Это подняло мне настроение. Так я хоть посмотрю, из-за чего туда все так рвутся.
Магазин «Пять и десять» находился на углу следующего квартала. Мы зашли внутрь и поднялись на эскалаторе на второй этаж. Женские бюстгальтеры, панталоны, корсеты и пояса для чулок находились в дальнем углу, и там же была стойка с чулками. Стоявшая за прилавком женщина с кожей цвета ирисок продемонстрировала все доступные мне варианты. У меня голова пошла кругом. Я и не ожидала, что все так сложно. Чтобы подобрать нужные чулки, нужно было знать мои пропорции и выбрать количество ден, принять решение насчет цвета и того, нужен ли шов, выбрать или укрепленные пятку или носок, или вариант для босоножек, цельное полотно или сетчатое. Тетя Мари куда‐то отошла, оставив меня делать выбор в одиночестве.

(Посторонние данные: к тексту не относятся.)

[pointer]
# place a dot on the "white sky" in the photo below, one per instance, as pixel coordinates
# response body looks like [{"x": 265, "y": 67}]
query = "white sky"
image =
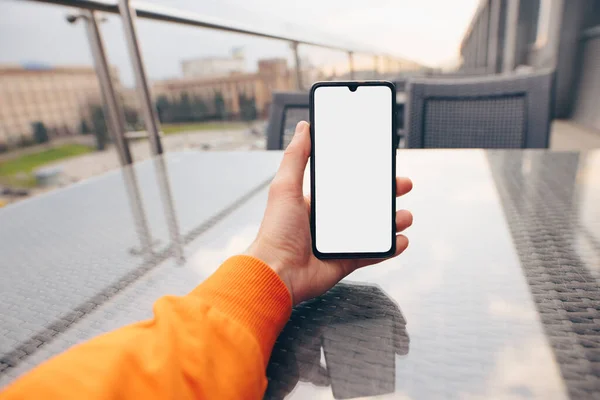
[{"x": 426, "y": 31}]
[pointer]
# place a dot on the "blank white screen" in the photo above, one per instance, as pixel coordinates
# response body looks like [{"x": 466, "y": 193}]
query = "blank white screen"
[{"x": 353, "y": 169}]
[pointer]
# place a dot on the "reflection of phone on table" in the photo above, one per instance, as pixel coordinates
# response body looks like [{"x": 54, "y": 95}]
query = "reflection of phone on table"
[{"x": 353, "y": 169}]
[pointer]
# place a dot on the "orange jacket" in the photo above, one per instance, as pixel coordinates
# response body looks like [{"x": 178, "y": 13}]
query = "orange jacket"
[{"x": 215, "y": 342}]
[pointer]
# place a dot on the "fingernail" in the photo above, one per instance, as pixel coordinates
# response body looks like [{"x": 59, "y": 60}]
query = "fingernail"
[{"x": 300, "y": 126}]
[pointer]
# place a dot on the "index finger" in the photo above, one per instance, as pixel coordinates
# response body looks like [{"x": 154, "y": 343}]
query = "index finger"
[{"x": 403, "y": 186}]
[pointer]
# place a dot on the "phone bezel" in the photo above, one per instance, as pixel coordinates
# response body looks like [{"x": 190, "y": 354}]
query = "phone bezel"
[{"x": 313, "y": 193}]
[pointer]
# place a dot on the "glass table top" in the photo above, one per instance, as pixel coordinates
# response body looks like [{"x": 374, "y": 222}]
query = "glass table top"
[{"x": 470, "y": 310}]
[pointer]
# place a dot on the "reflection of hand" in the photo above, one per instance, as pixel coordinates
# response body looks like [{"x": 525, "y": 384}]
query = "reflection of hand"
[
  {"x": 360, "y": 330},
  {"x": 284, "y": 241}
]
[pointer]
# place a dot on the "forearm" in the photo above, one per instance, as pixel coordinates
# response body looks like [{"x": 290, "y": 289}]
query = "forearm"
[{"x": 196, "y": 346}]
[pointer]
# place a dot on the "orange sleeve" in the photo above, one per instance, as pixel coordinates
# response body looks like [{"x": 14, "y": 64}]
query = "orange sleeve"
[{"x": 215, "y": 342}]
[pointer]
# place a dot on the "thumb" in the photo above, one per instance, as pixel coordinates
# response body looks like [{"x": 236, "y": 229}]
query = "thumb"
[{"x": 295, "y": 157}]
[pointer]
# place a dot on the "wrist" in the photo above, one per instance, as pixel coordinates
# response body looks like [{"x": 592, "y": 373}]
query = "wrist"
[{"x": 272, "y": 262}]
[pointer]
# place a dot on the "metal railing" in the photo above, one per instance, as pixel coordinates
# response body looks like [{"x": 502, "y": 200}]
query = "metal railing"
[{"x": 129, "y": 12}]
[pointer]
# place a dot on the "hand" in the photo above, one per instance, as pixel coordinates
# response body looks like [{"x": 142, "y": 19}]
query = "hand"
[{"x": 284, "y": 240}]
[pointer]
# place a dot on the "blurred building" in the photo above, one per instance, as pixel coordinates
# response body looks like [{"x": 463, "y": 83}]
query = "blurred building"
[
  {"x": 211, "y": 67},
  {"x": 59, "y": 97},
  {"x": 513, "y": 35},
  {"x": 272, "y": 75}
]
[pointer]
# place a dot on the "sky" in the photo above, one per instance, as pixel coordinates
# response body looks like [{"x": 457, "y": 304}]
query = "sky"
[{"x": 425, "y": 31}]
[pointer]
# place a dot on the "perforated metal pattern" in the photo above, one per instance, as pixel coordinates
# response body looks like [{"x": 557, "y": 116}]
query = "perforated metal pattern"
[
  {"x": 586, "y": 102},
  {"x": 66, "y": 254},
  {"x": 472, "y": 108},
  {"x": 552, "y": 205},
  {"x": 474, "y": 123}
]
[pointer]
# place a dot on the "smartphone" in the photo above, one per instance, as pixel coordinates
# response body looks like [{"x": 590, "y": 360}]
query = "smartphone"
[{"x": 353, "y": 169}]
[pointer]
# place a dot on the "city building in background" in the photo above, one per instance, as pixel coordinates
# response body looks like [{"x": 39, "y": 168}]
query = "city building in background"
[
  {"x": 513, "y": 35},
  {"x": 229, "y": 92},
  {"x": 212, "y": 67},
  {"x": 60, "y": 98}
]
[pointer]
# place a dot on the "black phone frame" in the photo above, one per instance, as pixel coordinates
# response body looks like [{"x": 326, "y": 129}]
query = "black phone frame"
[{"x": 330, "y": 256}]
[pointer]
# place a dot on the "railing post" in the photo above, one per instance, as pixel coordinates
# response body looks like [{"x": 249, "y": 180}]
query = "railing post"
[
  {"x": 375, "y": 66},
  {"x": 112, "y": 107},
  {"x": 128, "y": 17},
  {"x": 298, "y": 66}
]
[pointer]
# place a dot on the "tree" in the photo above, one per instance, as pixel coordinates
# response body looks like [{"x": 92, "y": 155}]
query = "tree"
[
  {"x": 184, "y": 108},
  {"x": 163, "y": 107},
  {"x": 219, "y": 106},
  {"x": 99, "y": 124},
  {"x": 131, "y": 117},
  {"x": 84, "y": 129},
  {"x": 40, "y": 133}
]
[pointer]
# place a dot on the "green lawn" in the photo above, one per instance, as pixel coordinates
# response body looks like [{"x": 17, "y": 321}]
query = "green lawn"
[
  {"x": 201, "y": 126},
  {"x": 18, "y": 171}
]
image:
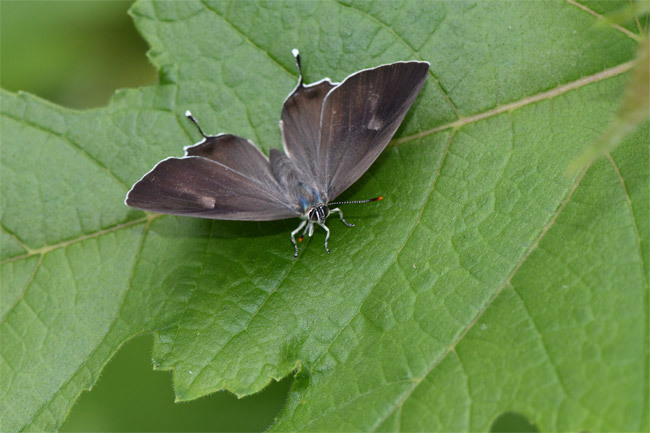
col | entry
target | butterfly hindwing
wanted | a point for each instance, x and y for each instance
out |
(222, 177)
(358, 119)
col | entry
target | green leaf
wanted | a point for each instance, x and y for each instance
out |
(486, 282)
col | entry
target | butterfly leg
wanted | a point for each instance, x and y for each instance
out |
(293, 237)
(341, 215)
(327, 236)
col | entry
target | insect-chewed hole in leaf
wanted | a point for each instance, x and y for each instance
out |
(513, 422)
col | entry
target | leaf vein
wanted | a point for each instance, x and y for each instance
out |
(72, 144)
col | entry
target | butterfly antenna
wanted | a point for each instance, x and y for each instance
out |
(356, 201)
(188, 114)
(296, 54)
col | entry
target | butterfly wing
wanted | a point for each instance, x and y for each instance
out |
(359, 117)
(300, 124)
(222, 177)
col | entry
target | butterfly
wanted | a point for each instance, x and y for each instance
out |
(331, 134)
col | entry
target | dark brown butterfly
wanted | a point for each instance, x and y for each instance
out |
(331, 134)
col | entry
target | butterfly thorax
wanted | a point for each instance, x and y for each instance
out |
(318, 213)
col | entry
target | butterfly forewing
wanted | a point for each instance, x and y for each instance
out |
(359, 117)
(300, 124)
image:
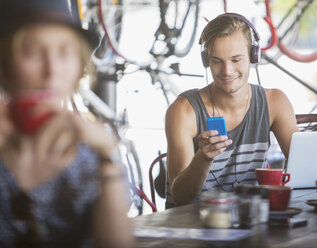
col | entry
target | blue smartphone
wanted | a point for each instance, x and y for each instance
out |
(217, 123)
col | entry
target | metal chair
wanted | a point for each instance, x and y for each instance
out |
(152, 186)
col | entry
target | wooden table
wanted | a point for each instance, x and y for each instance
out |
(264, 235)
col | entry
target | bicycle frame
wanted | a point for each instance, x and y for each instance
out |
(278, 40)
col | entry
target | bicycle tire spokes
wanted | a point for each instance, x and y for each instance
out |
(176, 32)
(296, 24)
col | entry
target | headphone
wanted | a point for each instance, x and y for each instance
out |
(255, 48)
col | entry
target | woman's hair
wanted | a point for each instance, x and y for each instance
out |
(9, 44)
(224, 26)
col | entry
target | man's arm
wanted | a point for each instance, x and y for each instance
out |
(282, 118)
(188, 171)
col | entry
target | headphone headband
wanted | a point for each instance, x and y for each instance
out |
(255, 49)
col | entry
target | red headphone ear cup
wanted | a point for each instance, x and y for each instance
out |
(255, 54)
(205, 58)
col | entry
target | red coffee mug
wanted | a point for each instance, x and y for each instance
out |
(279, 197)
(23, 113)
(269, 176)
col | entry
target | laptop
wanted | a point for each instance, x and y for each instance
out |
(302, 160)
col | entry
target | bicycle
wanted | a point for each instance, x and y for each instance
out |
(290, 28)
(107, 58)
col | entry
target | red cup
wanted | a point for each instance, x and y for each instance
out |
(23, 113)
(279, 197)
(269, 176)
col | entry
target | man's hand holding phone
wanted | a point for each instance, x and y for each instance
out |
(214, 141)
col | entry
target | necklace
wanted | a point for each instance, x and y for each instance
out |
(235, 183)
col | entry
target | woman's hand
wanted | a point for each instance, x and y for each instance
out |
(7, 128)
(60, 137)
(211, 145)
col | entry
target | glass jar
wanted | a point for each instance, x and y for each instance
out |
(218, 209)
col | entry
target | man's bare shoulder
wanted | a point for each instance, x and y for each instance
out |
(180, 106)
(275, 96)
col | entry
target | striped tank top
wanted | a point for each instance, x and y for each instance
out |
(251, 141)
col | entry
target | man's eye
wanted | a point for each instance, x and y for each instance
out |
(236, 60)
(215, 61)
(33, 52)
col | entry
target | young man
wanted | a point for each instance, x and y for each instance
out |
(199, 160)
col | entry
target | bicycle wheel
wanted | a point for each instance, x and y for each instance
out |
(131, 162)
(296, 24)
(179, 19)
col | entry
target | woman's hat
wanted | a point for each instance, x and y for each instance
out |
(17, 13)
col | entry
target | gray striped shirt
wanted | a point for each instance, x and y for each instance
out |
(251, 141)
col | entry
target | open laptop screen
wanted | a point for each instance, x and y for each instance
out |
(302, 160)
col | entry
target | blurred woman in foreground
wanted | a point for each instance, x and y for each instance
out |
(59, 186)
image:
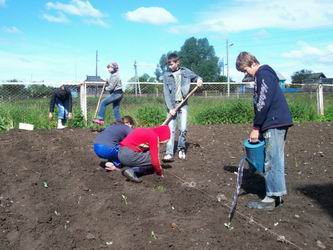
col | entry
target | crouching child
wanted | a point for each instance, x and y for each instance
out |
(139, 152)
(106, 145)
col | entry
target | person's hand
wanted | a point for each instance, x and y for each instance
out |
(254, 135)
(199, 82)
(172, 112)
(160, 173)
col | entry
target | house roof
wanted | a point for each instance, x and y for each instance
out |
(315, 76)
(94, 79)
(248, 78)
(280, 76)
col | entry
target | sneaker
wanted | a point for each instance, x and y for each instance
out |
(60, 124)
(99, 122)
(266, 204)
(130, 175)
(182, 154)
(168, 158)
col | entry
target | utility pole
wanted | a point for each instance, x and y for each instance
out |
(228, 77)
(137, 85)
(136, 77)
(96, 62)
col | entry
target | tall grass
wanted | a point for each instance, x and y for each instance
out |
(149, 111)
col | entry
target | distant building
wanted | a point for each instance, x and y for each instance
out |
(94, 85)
(282, 79)
(313, 78)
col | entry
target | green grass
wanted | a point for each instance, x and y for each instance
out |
(149, 111)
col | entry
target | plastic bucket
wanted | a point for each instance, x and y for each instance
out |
(255, 155)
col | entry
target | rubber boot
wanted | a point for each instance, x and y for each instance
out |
(60, 126)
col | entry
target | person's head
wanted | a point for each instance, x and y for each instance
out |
(112, 67)
(163, 133)
(128, 120)
(173, 62)
(247, 63)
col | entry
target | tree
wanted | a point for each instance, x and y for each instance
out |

– А вы что посоветуете, мэм?
Она оглядела меня сверху донизу, потом надела перчатки и открыла коробку с чулками. Каждую пару отделяла тонкая оберточная бумага. В конце концов мы остановились на поясе из нейлоновой тафты и трикотажных чулках с укрепленными носком и пяткой. Тетя Мари вернулась, когда продавщица положила чулки в пакет из хрусткой белой бумаги с золотыми буквами.
– Дайте еще вторую пару, вдруг у нее стрелка пойдет.
На улице, преисполнившись благодарности, я обняла тетю. Она не отличалась излишней любвеобильностью, особенно на людях, так что похлопала меня по плечу и отодвинула.
– Чтобы отплатить, когда каникулы начнутся, пару раз поможешь мне прибраться в «У Кики» с утра в понедельник. Для меня это отличный способ слегка подработать, чтобы свести концы с концами.
– Конечно! – сказала я, сияя и сжимая пакет. Я не могла сдержать свой восторг. Какой там «Джимбелс», это уже как Рождество и мой день рождения одновременно. Я болтала про то, какая из моих юбок будет хорошо смотреться с новыми чулками, и вдруг, сойдя с тротуара, задела чье‐то плечо. Я подняла голову и увидела худую белую женщину, которая скривилась, глядя на меня. Рядом с ней стояла девочка в сером шерстяном пальто.
– Смотри, куда прешь, черномазая, – прошипела она, крепко схватив дочь за руку.
Я отшатнулась, будто получила пинок в живот. Меня еще никогда никто так в лицо не называл, и на секунду у меня отшибло дар речи.
– Я… нечаянно, – пробормотала я наконец.
Женщина поправила шляпку-таблетку.
– Теперь придется душ принять!
– Да уж не помешает. Я отсюда чувствую, как от вас пахнет, – сказала тетя Мари спокойно.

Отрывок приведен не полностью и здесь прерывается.